The ECB’s asset purchase program is constrained by the self-imposed guidelines. As it QE continues, the ECB seems to be bumping against some of these parameters. The situation is thought to be coming to a head shortly, perhaps as early as this week’s ECB meeting. 

One of the constraints is the country exposure capped at a third of the sovereign debt. This limit may be reached for German in the first part of next year. Smaller countries may be nearer their limit. 

The ECB has already demonstrated its flexible approach. It has added instruments, such as corporate bonds. It has increased the range of agency bonds it can buy.The ECB also allows negative yielding instruments to be bought provided the yield is not lower than the minus 40 bp deposit rate.  

The broad principle determining the Eurosystem’s allocation of purchases is the capital key. It is based on the contribution to the ECB’s capital in the first place.
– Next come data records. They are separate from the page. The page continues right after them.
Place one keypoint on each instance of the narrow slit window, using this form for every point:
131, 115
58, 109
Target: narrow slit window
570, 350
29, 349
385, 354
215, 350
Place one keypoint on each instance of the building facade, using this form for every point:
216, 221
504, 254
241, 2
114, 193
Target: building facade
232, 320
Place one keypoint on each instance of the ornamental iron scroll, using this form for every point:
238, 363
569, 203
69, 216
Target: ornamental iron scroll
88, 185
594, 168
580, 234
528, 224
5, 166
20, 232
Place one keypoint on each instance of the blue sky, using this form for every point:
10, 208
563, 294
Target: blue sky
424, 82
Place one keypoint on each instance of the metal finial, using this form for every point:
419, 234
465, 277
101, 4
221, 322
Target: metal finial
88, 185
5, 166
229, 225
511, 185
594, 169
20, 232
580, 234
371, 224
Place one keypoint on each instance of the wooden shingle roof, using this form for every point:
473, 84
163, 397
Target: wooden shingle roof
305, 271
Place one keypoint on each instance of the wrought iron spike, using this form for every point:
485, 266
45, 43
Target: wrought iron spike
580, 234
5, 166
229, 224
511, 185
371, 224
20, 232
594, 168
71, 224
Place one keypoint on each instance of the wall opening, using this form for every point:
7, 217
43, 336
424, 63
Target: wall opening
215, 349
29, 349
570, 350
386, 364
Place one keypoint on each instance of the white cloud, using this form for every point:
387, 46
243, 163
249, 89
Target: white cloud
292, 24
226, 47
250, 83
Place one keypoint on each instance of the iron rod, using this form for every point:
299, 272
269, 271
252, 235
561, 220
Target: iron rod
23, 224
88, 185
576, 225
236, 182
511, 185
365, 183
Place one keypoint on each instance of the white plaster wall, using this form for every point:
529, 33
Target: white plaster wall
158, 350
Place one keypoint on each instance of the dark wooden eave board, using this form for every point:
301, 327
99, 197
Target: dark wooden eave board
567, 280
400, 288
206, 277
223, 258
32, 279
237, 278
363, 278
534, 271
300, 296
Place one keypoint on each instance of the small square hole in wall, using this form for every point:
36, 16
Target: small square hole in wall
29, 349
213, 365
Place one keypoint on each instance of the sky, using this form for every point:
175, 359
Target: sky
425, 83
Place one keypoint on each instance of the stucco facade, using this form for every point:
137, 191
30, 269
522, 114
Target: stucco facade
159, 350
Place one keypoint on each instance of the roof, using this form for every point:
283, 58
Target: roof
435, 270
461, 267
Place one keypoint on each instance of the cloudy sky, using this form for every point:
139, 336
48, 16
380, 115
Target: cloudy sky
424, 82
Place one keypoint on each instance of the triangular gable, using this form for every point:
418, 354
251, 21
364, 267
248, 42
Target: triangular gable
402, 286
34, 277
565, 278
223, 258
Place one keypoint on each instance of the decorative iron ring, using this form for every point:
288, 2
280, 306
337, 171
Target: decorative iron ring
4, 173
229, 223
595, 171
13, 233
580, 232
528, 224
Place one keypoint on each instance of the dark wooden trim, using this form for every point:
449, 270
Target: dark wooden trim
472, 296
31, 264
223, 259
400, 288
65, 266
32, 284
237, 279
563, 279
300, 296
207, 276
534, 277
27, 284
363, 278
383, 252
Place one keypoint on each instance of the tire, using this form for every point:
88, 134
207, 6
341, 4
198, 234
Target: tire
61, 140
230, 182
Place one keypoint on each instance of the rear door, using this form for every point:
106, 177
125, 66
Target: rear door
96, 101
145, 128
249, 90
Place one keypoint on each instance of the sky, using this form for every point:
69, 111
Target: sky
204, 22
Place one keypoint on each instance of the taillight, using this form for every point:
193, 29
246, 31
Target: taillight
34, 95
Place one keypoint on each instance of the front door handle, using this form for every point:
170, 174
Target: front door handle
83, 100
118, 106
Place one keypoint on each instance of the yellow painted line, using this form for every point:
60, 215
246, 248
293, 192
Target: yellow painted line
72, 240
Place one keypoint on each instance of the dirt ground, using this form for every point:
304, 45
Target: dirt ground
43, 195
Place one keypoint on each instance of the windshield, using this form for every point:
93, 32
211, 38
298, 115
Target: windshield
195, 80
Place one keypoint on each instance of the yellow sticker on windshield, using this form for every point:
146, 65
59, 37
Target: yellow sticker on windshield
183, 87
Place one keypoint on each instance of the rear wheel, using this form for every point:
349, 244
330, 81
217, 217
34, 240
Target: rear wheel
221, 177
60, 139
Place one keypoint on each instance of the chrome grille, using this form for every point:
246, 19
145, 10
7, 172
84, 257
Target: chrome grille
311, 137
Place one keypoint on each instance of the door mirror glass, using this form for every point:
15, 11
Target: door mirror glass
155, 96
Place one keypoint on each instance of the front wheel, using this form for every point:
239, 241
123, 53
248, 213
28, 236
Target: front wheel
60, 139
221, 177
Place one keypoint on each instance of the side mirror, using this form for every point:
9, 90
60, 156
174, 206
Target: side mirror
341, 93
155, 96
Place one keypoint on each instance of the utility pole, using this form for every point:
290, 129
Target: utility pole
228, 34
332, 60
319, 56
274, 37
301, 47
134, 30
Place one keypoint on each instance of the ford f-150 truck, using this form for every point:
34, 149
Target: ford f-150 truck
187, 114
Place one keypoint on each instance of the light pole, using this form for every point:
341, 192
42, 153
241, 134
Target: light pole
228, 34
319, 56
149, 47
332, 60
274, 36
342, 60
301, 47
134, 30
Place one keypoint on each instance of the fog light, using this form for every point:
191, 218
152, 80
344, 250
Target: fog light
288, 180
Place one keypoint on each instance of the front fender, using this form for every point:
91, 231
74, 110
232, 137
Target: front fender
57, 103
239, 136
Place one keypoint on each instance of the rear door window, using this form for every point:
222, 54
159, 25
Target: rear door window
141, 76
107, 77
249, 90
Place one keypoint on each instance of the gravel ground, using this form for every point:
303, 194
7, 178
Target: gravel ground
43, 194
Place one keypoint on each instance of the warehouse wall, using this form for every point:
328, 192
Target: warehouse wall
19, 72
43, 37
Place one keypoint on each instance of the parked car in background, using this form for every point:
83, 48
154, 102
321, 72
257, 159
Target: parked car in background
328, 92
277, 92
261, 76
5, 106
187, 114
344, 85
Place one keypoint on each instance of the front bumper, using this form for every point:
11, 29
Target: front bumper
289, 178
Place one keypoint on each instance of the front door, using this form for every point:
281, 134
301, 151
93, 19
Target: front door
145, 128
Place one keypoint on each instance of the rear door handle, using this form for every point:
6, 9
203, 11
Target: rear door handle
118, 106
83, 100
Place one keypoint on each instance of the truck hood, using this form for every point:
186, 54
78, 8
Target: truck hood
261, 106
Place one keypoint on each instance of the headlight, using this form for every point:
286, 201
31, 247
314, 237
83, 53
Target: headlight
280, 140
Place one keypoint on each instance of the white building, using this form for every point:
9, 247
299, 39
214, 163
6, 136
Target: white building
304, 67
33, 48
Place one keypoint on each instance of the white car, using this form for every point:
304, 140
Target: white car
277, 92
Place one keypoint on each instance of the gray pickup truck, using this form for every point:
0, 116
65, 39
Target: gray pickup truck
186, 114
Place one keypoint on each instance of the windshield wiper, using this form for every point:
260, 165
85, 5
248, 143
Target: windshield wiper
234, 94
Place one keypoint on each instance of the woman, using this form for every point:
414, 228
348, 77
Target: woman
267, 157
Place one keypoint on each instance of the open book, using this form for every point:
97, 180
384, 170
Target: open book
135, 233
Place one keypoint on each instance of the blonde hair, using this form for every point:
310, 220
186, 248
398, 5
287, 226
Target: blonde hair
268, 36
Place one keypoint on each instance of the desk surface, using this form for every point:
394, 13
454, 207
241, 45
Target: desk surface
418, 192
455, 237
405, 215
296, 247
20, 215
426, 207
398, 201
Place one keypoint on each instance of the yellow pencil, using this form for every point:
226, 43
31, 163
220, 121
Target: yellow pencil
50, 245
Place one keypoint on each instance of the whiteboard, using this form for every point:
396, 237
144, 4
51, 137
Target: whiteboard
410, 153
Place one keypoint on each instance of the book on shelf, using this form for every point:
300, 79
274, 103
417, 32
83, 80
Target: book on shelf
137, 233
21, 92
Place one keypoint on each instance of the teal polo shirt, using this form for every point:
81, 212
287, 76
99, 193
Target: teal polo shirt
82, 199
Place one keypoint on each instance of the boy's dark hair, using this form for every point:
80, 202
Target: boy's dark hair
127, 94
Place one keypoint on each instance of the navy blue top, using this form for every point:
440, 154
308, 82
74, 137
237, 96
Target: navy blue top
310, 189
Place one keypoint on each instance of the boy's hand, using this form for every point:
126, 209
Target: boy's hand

EU members, but not EMU members, such as the UK, Sweden and several central and eastern European countries, also contributed to the capitalization of the ECB.  

However, their shares are excluded in determining the allocation of purchases under EMU QE. The capital key is more or less a function of the size of the country. Germany is the largest. It has an 18% overall weight in the capital key, but for ECB QE purposes its shares rise to 25%.  

Yesterday the ECB updated its QE purchases report. There continues to be a modest deviation from the capital key. In August, German purchases were about 3% below what the capital key would have suggested, and the Dutch purchases were about 4% below the capital key target. However, this is not so problematic. August is a light month of purchases due to lighter volumes in any event. Rather than buy 60 bln euros of assets in August as it targets on average, it only bought 43 bln.